I would (or I should say we would) contribute to this thread but my daughter gets all the good pics on her phone! Dharma likes to nest under blankets. Maybe later I will get Heather to post it. I have never been very good at posting pictures LOL!


----------



## Rufus Tiberius (Dec 18, 2012)

I have always gotten a chuckle out of this picture (full disclosure, this is NOT RT.) Picture is of one of my breeders dogs relaxing at there home.


----------



## organicthoughts (Oct 9, 2012)

This one is my favorite of baby Yoff.


----------



## R E McCraith (Nov 24, 2011)

BELLY UP - the true sign of TRUST - @ home PIKE could fall asleep belly up @ the end of a pool cue - after a hard day in the field - @ the lodge with other pups - you will never C his tummy - even @ home with friends - the sun goes down - u never c his belly till everyone has left & only his family is with him !!!!!!!!


----------



## Oscar-vizzle (Jul 7, 2014)

Oscar in his usual position...


----------



## tknafox2 (Apr 2, 2013)

I couldn't resist...


----------



## Zoton (Feb 4, 2014)

Bit dangerous this one 

From the archives last year.

Life in the fast lane by bigbikeshortlegs, on Flickr


----------



## Zoton (Feb 4, 2014)

Cant help myself-from last year.Must take more sleeping ones 


DSC00562 by bigbikeshortlegs, on Flickr


----------



## harrigab (Aug 21, 2011)

makes you wonder how they can sleep in some positions


----------



## fullmanfamily (Oct 17, 2014)

This is such a great post!
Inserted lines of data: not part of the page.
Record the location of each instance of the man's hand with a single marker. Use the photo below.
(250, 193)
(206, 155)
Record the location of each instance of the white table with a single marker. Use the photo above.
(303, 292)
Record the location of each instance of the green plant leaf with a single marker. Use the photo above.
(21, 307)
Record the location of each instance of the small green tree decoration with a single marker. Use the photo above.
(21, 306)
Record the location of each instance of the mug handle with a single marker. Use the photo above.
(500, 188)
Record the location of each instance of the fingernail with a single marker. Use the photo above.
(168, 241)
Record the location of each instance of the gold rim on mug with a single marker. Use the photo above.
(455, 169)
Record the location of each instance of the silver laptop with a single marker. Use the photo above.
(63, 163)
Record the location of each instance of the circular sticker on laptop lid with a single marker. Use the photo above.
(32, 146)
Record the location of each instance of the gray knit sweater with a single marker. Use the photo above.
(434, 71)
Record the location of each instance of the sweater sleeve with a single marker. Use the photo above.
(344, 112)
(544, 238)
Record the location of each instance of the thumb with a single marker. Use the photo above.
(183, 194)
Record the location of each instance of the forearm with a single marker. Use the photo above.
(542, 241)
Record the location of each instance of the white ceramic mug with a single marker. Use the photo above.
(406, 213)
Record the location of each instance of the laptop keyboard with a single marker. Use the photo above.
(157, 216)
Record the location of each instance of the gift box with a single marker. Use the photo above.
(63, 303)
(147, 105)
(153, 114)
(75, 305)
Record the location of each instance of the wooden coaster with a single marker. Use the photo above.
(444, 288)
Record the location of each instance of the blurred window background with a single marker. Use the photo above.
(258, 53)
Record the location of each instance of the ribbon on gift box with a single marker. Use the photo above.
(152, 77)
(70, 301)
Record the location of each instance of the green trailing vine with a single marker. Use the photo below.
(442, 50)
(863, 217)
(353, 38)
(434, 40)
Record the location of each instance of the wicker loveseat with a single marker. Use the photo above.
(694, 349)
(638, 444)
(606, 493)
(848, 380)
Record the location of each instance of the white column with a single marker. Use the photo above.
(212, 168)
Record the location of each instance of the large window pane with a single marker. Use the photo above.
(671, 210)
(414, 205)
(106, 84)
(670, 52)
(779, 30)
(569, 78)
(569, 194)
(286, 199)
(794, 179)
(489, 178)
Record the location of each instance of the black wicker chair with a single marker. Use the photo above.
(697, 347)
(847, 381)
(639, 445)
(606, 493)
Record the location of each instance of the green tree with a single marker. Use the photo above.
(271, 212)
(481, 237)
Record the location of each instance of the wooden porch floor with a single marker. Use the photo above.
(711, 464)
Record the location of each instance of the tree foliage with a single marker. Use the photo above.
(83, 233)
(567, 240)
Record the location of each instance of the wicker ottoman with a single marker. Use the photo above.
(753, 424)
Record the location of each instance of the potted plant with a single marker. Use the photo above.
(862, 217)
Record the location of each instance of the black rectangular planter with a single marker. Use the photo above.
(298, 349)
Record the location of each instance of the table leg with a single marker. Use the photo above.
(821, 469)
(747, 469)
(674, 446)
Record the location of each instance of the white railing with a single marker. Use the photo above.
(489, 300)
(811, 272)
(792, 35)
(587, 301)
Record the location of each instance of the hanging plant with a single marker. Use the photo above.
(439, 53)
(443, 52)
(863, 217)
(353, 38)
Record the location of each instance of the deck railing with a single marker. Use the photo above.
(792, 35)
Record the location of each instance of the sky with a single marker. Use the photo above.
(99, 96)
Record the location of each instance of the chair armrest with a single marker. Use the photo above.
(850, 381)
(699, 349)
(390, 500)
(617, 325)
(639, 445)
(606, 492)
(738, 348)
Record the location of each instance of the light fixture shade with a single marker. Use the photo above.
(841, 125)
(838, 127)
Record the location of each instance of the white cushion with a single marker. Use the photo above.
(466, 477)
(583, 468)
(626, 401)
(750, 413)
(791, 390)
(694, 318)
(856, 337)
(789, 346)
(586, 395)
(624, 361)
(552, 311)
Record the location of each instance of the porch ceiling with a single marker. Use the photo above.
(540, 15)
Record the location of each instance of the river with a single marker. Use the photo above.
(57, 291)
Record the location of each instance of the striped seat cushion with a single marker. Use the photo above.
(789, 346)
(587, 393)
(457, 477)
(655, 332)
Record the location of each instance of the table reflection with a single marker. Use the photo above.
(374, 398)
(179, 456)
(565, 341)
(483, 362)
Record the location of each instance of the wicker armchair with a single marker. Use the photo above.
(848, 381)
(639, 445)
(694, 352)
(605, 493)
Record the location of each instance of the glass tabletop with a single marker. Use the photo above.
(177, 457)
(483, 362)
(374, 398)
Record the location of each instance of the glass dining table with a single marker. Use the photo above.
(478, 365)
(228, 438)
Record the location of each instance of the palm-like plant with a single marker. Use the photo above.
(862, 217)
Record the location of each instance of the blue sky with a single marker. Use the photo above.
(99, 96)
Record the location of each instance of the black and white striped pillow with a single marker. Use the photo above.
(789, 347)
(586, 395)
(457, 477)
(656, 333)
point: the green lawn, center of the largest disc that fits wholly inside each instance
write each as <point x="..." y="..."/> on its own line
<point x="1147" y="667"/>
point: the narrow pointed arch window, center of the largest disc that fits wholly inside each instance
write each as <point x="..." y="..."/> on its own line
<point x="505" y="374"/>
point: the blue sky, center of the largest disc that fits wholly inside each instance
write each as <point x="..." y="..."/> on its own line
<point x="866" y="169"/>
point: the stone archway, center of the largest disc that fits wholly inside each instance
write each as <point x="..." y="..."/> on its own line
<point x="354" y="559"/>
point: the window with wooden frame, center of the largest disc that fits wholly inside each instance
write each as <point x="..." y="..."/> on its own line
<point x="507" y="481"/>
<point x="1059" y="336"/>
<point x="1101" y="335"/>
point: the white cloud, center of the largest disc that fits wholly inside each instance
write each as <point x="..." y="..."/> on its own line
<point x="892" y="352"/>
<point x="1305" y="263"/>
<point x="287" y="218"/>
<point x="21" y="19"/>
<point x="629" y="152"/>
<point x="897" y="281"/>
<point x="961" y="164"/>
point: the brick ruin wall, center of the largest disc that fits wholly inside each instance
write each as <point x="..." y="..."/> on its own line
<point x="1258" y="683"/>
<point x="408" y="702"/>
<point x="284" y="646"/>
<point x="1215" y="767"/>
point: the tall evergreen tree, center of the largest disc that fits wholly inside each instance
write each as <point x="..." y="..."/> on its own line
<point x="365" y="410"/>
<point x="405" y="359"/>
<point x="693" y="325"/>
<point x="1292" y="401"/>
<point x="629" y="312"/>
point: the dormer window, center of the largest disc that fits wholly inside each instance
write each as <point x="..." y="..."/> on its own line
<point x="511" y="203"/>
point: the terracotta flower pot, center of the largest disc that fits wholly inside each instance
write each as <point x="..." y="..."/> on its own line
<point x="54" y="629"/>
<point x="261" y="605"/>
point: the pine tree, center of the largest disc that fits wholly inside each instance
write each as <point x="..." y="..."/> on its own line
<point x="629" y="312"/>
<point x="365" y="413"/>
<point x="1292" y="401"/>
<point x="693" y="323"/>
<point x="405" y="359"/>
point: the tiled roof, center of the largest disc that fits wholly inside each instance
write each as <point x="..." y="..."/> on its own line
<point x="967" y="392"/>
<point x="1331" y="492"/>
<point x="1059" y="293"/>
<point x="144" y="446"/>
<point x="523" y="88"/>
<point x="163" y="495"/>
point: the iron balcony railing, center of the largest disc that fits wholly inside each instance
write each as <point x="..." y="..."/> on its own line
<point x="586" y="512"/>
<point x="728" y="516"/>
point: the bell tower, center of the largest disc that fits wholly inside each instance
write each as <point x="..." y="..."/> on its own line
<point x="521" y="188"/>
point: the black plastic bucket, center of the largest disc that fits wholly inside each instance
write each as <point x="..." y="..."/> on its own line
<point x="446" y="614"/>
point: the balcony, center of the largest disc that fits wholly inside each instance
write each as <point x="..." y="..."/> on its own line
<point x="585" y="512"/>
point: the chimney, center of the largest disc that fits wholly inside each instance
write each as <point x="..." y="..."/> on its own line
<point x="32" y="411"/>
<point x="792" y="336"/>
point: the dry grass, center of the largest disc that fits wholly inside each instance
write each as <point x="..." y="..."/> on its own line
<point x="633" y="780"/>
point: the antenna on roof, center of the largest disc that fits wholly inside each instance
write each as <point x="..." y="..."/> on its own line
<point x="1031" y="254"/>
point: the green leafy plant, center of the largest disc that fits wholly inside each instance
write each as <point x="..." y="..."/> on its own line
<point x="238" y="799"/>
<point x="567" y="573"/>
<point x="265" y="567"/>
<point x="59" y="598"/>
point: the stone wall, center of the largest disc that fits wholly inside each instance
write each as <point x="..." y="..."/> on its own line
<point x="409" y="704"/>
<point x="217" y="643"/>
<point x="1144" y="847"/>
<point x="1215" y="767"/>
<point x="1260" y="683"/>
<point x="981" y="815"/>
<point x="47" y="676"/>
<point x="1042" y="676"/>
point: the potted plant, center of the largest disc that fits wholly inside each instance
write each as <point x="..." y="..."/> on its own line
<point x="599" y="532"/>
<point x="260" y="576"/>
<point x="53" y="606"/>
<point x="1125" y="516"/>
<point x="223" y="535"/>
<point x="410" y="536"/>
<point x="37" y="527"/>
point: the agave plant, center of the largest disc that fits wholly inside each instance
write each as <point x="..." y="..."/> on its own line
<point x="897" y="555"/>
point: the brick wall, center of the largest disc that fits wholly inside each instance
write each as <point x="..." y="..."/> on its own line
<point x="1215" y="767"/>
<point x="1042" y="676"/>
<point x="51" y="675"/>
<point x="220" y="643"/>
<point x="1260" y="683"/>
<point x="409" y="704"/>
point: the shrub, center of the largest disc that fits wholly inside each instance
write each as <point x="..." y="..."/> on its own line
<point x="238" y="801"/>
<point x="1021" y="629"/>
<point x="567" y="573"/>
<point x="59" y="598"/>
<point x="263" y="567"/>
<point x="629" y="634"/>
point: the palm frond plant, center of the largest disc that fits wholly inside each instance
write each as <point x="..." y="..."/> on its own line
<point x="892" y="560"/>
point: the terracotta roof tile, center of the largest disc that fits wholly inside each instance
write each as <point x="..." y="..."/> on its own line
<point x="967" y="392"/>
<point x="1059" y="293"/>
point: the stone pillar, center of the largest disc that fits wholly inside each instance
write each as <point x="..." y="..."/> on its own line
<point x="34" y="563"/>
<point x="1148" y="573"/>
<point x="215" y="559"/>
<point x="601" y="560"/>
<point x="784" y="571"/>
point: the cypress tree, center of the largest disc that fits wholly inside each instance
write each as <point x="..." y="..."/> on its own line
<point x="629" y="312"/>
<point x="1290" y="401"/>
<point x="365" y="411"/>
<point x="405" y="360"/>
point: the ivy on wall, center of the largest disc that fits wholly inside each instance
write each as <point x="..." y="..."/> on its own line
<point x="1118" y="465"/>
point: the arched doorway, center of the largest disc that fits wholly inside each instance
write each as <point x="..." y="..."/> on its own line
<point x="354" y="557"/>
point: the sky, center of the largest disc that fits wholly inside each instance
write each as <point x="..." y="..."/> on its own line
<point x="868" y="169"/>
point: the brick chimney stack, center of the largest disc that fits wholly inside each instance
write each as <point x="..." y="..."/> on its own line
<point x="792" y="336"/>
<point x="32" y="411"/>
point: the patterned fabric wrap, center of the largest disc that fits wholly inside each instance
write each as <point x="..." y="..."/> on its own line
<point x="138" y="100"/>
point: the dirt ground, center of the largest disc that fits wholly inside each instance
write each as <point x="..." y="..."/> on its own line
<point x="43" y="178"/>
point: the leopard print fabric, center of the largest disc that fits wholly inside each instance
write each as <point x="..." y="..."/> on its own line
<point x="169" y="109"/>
Ruby has done all of these positions  I will have to share some pics soon!


----------



## fullmanfamily (Oct 17, 2014)

Here are some of our favorites!


----------



## toadnmeme (Jun 7, 2014)

My 2 love to cuddle and sleep in weird positions. Can you tell where the puppy's head is? Lol


----------



## harrigab (Aug 21, 2011)

had Elvis in town the other day for socialisation, he was whacked afterwards so Ruby let him give her a cuddle


----------



## K.Olsen (Jul 21, 2015)

These are some of my favorites of Nova sleeping


----------



## pjcodner (Jun 1, 2015)

Chloe when she was 7 weeks old


----------



## R E McCraith (Nov 24, 2011)

V's TRUST US !!!!!!!!!!! That's why they can sleep on their BACK !!!!! PIKE never shows his belly around other PUP's !!!!!!!!!!


----------



## Vizsla_Luka (Sep 8, 2015)

Just came across this thread. I was wondering if it was just my puppy that sleeps in the most hilarious positions....some of those pictures actually made me laugh out loud!


----------



## Sav (Dec 26, 2011)

Had my Delta for 3 weeks now, he's an absolute star and makes me smile every day.


----------



## KB87 (Jan 30, 2012)

This is one of my favorite positions these two sleep in


----------



## emilycn (Jul 30, 2013)

This vizsla's place is not on the floor. Also, I think she want's to keep this one


----------